Orchardists and Labour productivity
Posted September 28, 2007on:
NZPA released a story about an Orchardist that tried to get out of paying some seasonal workers for a public holiday. All well and good, the contractual obligations of an employer is a topic that is out of my league. However, the final line of the article got my interest.
“When employers treat their workers well by paying their entitlements, their workforce is likely to be much more productive”. This is the claim of the Department of Labour. Now I think by itself this is a fair claim. In the apple picking industry it can be difficult to quantify the amount of effort a worker is putting into picking.
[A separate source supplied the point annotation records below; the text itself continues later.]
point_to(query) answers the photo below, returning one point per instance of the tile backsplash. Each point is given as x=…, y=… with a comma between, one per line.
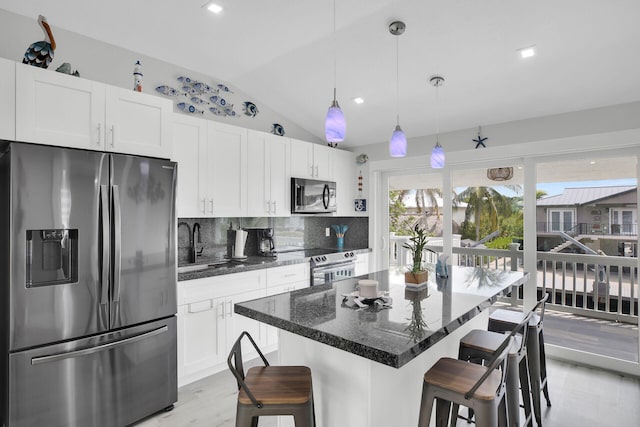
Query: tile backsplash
x=296, y=232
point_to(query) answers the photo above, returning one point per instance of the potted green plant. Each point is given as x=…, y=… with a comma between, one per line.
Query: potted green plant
x=417, y=242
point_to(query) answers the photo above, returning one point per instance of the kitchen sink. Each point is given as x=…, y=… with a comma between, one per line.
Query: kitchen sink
x=192, y=268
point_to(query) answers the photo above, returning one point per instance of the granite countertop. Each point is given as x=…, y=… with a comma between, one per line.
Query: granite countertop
x=418, y=318
x=251, y=263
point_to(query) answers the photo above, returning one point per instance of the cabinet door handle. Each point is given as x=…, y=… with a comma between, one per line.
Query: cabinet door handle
x=113, y=135
x=221, y=305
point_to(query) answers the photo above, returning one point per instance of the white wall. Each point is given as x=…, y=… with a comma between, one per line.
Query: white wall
x=113, y=65
x=458, y=145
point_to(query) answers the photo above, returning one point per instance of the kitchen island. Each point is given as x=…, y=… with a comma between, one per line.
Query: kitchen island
x=368, y=363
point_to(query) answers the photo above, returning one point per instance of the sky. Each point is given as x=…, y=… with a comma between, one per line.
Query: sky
x=552, y=188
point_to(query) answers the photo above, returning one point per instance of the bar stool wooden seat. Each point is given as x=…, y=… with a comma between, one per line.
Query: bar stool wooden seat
x=271, y=390
x=481, y=388
x=479, y=346
x=505, y=320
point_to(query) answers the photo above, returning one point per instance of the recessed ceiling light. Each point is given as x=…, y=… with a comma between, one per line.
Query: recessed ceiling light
x=215, y=8
x=527, y=52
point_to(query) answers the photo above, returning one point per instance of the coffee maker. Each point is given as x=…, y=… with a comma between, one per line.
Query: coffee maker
x=260, y=242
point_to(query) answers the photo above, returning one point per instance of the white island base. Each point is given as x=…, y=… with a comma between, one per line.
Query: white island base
x=352, y=391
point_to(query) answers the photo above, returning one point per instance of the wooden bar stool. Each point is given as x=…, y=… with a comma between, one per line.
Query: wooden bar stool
x=271, y=390
x=481, y=388
x=505, y=320
x=479, y=346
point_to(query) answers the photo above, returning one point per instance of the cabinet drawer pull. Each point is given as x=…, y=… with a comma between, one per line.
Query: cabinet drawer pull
x=199, y=307
x=113, y=135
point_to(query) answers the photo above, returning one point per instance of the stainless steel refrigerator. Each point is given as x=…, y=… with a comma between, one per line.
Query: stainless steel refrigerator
x=87, y=286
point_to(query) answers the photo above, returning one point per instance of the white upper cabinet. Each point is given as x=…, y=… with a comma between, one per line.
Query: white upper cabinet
x=7, y=99
x=310, y=160
x=268, y=175
x=138, y=123
x=58, y=109
x=189, y=147
x=227, y=169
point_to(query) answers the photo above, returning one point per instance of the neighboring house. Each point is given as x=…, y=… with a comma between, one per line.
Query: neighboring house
x=602, y=218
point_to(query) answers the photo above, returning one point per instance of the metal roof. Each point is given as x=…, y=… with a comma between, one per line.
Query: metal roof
x=584, y=195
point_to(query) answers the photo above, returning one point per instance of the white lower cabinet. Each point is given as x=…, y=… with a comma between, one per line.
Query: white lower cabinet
x=280, y=280
x=207, y=325
x=362, y=264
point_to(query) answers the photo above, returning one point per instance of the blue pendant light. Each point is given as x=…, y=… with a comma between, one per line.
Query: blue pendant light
x=398, y=141
x=437, y=154
x=335, y=125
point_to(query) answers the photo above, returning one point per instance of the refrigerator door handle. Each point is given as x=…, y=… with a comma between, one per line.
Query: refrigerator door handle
x=104, y=282
x=117, y=229
x=86, y=351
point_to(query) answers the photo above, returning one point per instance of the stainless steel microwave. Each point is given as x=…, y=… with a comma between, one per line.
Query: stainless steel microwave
x=310, y=196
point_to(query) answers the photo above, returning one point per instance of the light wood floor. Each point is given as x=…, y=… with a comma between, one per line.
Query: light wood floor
x=580, y=396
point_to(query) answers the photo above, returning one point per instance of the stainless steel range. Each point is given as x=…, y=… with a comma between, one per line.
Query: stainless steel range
x=328, y=267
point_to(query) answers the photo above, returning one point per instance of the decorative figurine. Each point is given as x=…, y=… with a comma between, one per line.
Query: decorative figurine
x=250, y=109
x=480, y=141
x=65, y=68
x=40, y=54
x=137, y=77
x=277, y=129
x=169, y=91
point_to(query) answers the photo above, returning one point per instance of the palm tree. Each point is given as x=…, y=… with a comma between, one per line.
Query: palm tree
x=485, y=202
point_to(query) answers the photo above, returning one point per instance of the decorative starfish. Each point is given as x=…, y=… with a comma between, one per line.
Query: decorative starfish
x=480, y=141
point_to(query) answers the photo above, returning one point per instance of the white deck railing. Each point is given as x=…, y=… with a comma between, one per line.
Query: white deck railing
x=603, y=287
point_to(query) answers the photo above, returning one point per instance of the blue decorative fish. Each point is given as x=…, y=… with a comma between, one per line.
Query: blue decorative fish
x=250, y=109
x=224, y=88
x=277, y=129
x=218, y=100
x=40, y=54
x=199, y=101
x=203, y=87
x=188, y=108
x=217, y=112
x=229, y=112
x=169, y=91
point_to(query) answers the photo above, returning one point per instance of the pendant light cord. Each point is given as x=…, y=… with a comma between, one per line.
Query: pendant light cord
x=334, y=51
x=437, y=114
x=397, y=83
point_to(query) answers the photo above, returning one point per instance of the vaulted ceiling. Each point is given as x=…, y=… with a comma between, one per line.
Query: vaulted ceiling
x=282, y=53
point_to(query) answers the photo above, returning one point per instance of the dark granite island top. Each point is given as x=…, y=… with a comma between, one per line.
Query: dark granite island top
x=418, y=318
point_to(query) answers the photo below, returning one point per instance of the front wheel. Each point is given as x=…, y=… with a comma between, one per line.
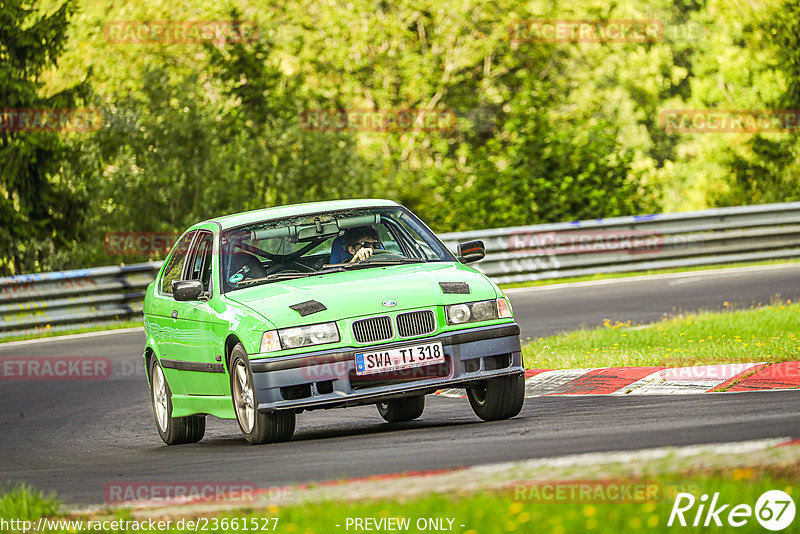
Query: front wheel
x=257, y=427
x=173, y=430
x=498, y=398
x=398, y=410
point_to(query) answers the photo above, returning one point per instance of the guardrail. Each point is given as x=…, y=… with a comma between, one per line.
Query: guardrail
x=89, y=297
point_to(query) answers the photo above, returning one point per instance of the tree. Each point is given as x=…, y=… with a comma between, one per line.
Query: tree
x=39, y=208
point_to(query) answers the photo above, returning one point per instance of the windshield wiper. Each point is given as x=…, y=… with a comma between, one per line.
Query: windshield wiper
x=381, y=261
x=272, y=278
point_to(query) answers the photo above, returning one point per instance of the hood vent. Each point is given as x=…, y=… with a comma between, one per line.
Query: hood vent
x=461, y=288
x=308, y=307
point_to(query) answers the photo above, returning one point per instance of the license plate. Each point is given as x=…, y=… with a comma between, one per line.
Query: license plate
x=381, y=361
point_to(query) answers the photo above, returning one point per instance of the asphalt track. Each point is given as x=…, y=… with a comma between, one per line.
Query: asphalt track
x=77, y=437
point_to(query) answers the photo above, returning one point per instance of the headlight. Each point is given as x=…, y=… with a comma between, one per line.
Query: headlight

The output of the worker depends on both the effort they put in, and the density of the fruit in the area they are picking (I did a little blueberry picking back in the day 😉 ). It is also impractical to constantly supervise workers (as they tend to work over a largish area). As a result of these factors, efficiency wages can increase effort and thereby increase the workers productivity.
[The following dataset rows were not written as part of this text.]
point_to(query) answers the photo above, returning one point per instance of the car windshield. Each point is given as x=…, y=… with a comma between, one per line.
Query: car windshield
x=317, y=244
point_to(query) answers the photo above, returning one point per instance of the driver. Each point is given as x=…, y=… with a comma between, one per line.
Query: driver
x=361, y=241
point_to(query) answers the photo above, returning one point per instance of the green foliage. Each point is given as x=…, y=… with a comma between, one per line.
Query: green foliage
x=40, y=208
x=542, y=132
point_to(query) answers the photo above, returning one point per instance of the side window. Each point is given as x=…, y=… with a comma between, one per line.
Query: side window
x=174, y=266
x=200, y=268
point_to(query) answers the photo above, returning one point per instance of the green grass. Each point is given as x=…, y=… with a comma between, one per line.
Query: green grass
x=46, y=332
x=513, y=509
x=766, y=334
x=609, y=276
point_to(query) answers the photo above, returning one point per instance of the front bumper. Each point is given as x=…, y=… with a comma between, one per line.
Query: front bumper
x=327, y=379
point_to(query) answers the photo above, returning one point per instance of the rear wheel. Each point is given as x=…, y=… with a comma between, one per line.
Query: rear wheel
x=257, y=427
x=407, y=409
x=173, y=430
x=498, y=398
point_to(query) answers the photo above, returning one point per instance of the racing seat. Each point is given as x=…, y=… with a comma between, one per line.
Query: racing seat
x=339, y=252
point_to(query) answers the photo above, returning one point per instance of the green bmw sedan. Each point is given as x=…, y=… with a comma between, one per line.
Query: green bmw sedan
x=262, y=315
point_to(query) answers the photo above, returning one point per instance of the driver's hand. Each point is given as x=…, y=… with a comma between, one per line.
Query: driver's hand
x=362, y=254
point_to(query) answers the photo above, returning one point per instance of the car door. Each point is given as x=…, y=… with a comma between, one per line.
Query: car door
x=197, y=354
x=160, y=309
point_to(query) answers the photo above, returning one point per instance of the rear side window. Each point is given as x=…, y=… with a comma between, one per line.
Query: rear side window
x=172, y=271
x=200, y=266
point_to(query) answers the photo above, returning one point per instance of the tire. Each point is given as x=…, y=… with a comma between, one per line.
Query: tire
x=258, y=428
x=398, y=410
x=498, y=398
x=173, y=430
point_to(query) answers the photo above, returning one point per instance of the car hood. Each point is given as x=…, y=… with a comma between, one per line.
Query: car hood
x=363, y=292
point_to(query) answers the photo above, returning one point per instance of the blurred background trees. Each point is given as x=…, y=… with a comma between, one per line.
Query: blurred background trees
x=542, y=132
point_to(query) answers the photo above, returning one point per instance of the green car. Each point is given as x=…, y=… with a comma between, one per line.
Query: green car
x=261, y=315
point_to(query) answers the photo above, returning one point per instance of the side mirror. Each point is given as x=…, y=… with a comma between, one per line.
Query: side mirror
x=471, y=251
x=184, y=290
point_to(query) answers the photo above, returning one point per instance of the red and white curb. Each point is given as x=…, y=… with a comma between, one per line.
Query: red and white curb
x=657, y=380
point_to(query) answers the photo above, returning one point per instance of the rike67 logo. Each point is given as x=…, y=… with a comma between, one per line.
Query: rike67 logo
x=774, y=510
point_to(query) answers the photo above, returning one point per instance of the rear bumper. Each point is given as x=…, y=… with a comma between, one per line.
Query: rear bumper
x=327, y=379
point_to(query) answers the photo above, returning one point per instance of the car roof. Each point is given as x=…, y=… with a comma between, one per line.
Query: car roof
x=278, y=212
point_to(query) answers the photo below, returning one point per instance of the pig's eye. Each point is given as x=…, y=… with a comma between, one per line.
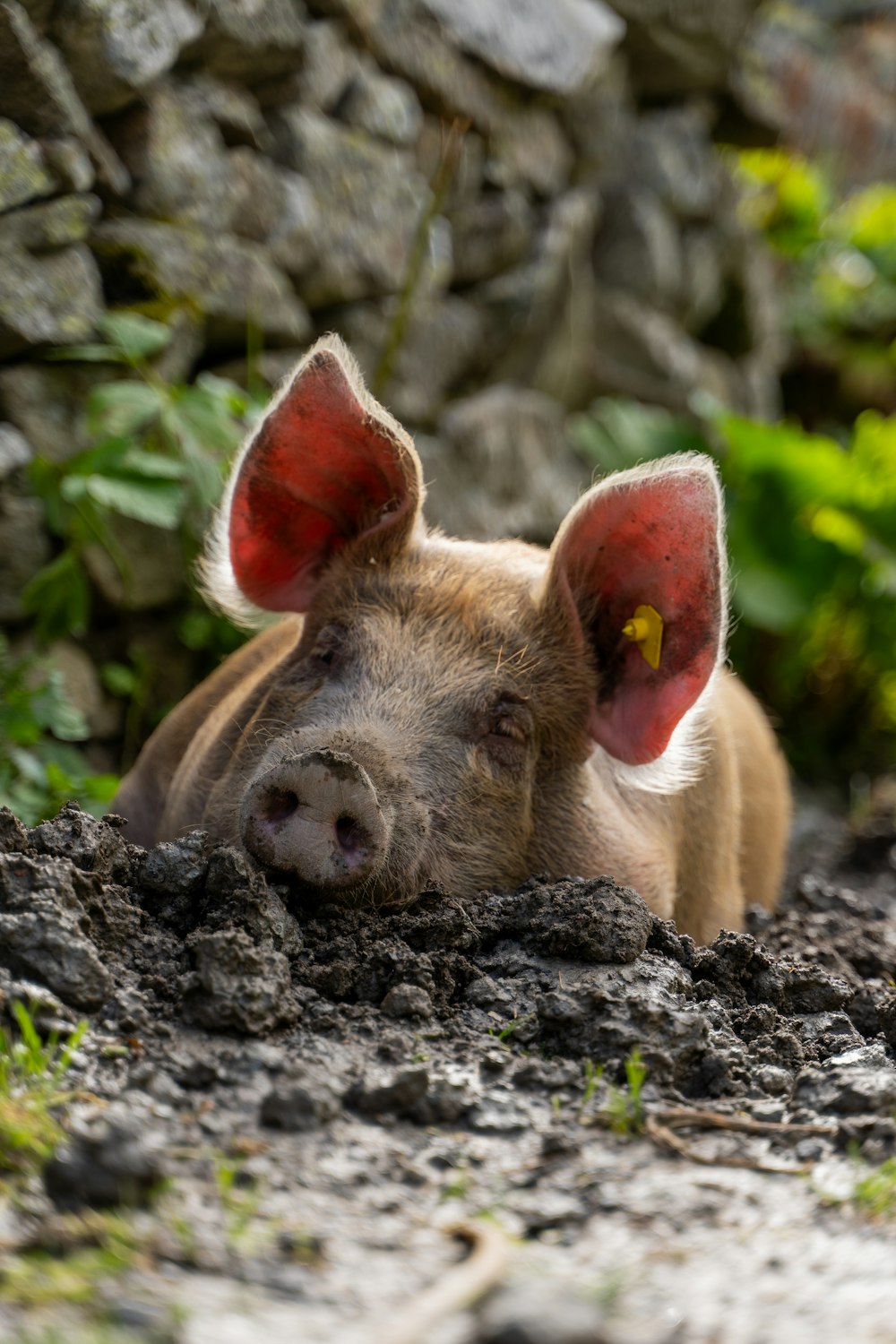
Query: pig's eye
x=328, y=648
x=508, y=728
However, the context that DOL made this statement in wasn’t purely descriptive. They were trying to tell employers that they should be more generous with their wages, as they should want higher productivity. In this sense I disagree with them. The employer realises that the productivity of their workers depends on the way they treat their workers. If they choose to pay their employees at a low rate, it is because the expected benefit from paying them more is less than the cost of paying them more. Now in the case of the apple orchard this was illegal. However, the employer obviously felt that the probability of getting caught was sufficiently low that the cost of paying his employees (which includes the productivity enhancement, and the loss from getting caught times the probability of being caught) was less than the benefit from paying.
If this is DOLs line on productivity, they are treating employers like they are stupid. They believe that they understand the relationship between employers and employees better than the employers and employees themselves. While I do not have a problem with the idea that higher wages leads to greater productivity, I do have a problem with the idea that firms are not doing what is in their own best interest. If this is how the DOL feels, they need to realise that employers goal is not to maximise the productivity of their workforce, it is to maximise the profitability of their business.
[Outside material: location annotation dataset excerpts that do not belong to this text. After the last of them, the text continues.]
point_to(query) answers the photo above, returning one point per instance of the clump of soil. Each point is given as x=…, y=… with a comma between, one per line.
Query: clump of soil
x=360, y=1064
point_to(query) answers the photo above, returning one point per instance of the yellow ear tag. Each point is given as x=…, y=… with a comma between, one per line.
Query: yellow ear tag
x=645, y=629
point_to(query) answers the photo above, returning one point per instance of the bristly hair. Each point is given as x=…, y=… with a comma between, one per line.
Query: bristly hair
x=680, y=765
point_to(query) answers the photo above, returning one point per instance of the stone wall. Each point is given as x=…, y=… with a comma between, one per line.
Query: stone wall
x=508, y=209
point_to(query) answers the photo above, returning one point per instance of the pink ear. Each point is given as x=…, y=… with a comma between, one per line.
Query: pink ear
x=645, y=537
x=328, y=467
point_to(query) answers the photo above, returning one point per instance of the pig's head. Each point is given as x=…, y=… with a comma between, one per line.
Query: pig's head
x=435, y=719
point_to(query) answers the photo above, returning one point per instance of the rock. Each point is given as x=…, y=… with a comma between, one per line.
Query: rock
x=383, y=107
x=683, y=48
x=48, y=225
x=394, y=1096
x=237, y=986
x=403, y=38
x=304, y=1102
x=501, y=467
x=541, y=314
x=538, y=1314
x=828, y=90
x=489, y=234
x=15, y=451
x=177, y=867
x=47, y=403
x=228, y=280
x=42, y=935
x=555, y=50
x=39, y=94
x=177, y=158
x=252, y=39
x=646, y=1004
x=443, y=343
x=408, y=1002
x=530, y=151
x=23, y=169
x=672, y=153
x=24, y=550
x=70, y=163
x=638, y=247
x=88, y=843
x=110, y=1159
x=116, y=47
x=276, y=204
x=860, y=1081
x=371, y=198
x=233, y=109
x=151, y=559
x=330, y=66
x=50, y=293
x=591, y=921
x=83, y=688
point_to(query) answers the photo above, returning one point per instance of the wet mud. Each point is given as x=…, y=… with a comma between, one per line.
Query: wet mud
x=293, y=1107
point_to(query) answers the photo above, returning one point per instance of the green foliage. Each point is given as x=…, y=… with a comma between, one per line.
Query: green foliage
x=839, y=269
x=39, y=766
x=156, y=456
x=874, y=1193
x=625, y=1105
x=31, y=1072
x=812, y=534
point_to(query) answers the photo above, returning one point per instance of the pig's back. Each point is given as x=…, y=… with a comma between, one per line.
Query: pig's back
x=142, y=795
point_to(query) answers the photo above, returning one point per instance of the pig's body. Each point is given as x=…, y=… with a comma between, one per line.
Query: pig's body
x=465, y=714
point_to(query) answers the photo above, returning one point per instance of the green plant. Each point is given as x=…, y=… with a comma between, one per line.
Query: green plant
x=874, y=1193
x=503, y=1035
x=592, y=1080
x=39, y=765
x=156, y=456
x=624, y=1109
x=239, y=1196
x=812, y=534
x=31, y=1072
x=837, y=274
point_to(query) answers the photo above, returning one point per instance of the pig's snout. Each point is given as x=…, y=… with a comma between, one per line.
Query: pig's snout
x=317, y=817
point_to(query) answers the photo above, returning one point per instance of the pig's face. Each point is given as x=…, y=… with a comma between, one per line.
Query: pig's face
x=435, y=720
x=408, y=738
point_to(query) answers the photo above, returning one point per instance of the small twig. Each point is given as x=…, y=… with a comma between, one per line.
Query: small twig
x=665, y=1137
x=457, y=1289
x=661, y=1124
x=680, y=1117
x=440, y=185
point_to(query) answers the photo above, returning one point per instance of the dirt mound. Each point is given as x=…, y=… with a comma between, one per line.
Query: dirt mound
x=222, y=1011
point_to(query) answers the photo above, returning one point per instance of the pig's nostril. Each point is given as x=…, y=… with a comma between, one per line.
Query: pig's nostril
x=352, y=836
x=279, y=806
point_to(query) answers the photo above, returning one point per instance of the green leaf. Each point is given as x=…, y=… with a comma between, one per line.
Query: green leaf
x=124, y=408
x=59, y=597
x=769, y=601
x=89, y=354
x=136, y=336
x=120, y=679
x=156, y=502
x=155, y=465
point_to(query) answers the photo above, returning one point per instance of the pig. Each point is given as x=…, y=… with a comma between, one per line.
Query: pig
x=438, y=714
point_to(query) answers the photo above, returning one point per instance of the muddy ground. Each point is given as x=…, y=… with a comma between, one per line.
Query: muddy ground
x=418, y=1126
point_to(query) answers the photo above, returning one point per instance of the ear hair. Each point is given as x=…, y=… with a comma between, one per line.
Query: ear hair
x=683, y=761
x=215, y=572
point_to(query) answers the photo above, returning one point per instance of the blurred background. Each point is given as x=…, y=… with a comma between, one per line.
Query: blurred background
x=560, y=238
Some people may feel that is would be a good idea to intervene and force firms to pay higher wages and increase labour productivity. If we did this output could rise or fall (depending on the relative effect on productivity), the amount of labour hired would fall (as you would need less labour to produce the same quantity of output), and the effect on prices would depend on the change in output (as we are moving along the demand curve). Ultimately, we assumed that the firm would not want to do this unless the benefit was greater than the cost, if this is the case output from each firm would fall and prices would rise. In the apple industry we face a world price, and for the consumer, the loss of output would be made up by imported apples. However, the leftward shift in the domestic supply curve implies that producer surplus would fall. As consumer surplus hasn’t changed, total surplus from the industry would fall.
So by forcing firms to set higher wages, to force a higher level of productivity than they would have chosen in equilibrium, we get greater unemployment and lower profit in our apple industry. Not an outcome that people on either side of the political spectrum would be particularly happy with.
Note: I am only talking about setting higher wages to receive higher productivity and how that influences efficiency. I am not talking about the equity reasons for higher wages, and I’m certainly not talking about the minimum wage. You can talk about that stuff if you have a point you want to raise, but if anyone gets all ideological and angry about it I’m going to be very mean to you!